- Author(s): Cathy Thorne
- Website: http://everydaypeoplecartoons.com
- Current status/schedule: Running
- Launch date: 1999
- Genre(s): Humor

= Everyday People Cartoons =

Weekly cartoon

Everyday People is a cartoon written and drawn by Cathy Thorne. The cartoon generally uses a single captioned panel featuring a female protagonist. The series debuted in 1999, and has been in continuous production ever since, publishing a new cartoon on a weekly schedule.

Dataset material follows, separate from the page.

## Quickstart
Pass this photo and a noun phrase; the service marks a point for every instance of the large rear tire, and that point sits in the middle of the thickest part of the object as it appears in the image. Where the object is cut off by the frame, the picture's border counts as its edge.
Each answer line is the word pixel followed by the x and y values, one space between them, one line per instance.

There are currently over 600 different cartoons on the website covering topics such as motherhood, relationships, health, beauty and well-being.

==Books==
- Cartoons About Women (and the people who love and annoy them), 2009 ISBN 978-0-9812661-0-7
- Cookie In The Moment, 2012 ISBN 978-0-9812661-1-4

==Other media==

===Newspaper===
Individual cartoons have been syndicated in various international papers, including:
- Toronto Star (Ontario, Canada)
- Sunday Herald Sun (Melbourne, Australia)
- Richmond Times-Dispatch (Virginia, USA)
- The Press (Christchurch, New Zealand)
- Ventura County Star (California, USA)
- Sunday Telegraph (Sydney, Australia)
- Kansas City Star (Kansas, USA)

===Magazines===
Individual cartoons have appeared in various magazines, including:
- Good Housekeeping
- More Magazine
- Reader's Digest

===Websites===
Individual cartoons have appeared on various websites, including:
- www.massmoms.com
- www.savvymom.ca

===Newsletters===
- Johnson and Johnson's babycenter.com's Pregnancy newsletter
- Johnson and Johnson's babycenter.com's BabyStages newsletter

==Awards==
- Cathy Thorne's Everyday People blog placed 2nd in the Comics category of the 2010 Canadian Weblog Awards.
- In 2010, Reader's Digest selected Cathy Thorne as one of five talented cartoonists from across Canada to watch."